Following the release of James O’Keefe‘s NPR ‘sting’ video, which resulted in the resignation of NPR CEO Vivian Schiller, Scott Baker at Glenn Beck‘s site The Blaze decided to go through O’Keefe’s raw video frame by frame.
The goal was to discover if the raw footage “revealed problematic editing choices? Are assertions made in the video misleading? Are the tactics used by the video producers unethical?.” Their conclusion? Yes.
Said Baker: “Even if you are of the opinion, as I am, that undercover reporting is acceptable and ethical in very defined situations, it is another thing to approve of editing tactics that seem designed to intentionally lie or mislead about the material being presented.”
The investigation is drawing applause from some unlikely quarters.

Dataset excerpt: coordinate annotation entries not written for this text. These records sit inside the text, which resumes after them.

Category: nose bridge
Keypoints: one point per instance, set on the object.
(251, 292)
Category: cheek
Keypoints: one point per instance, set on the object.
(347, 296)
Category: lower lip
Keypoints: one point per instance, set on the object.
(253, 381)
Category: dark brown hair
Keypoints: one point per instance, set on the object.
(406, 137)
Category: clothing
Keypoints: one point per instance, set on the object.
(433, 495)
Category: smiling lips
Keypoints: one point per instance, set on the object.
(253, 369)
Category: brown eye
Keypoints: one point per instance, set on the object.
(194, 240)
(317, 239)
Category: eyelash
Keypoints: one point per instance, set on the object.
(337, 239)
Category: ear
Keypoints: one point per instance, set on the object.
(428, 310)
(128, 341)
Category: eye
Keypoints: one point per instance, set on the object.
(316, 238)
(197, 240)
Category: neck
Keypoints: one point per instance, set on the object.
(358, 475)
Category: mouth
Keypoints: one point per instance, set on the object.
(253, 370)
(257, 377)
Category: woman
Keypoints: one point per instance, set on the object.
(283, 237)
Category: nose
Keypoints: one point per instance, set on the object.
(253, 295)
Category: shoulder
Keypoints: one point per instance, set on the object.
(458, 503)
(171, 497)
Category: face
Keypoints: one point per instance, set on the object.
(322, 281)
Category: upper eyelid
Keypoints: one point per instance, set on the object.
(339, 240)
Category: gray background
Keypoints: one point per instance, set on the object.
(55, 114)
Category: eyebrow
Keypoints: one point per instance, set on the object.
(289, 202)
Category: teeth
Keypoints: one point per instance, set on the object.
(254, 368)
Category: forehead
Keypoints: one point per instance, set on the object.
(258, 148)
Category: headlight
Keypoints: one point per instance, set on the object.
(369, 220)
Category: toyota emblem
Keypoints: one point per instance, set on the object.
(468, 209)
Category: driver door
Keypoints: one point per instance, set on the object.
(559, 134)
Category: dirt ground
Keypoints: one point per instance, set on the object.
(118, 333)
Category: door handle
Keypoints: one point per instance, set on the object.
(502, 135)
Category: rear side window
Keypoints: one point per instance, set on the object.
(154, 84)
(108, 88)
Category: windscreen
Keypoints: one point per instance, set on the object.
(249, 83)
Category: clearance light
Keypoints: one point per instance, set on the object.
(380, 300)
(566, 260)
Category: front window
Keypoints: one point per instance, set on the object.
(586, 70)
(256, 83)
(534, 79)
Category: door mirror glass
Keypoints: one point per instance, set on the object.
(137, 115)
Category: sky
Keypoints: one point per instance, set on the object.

The CJR called it “a surprising analysis from a surprising source. Well done, Blaze.” And a number of media heavy weights weight in on Twitter, including the NYT Patrick LaForge; editor of Mother Jones, Clara Jeffrey; and NPR’s ombudsman Alicia Shepard.
The fact that this story ran on the Blaze is likely somewhat less surprising to people who are used to seeing Beck himself do a left turn on accepted conservative thinking (as he did during the Sherrod case, and WikiLeaks, as well as his general stance on gay marriage).
Earlier this year they hired former HuffPost CEO Betsy Morgan to run the site and Beck has said he intends to challenge the NYT. Whether that’s a realistic plan remains to be seen, but this sort of extensive, objective takedown (emphasis on objective) is exactly the sort of thing that will put the Blaze on the map of readers that aren’t also Beck watchers.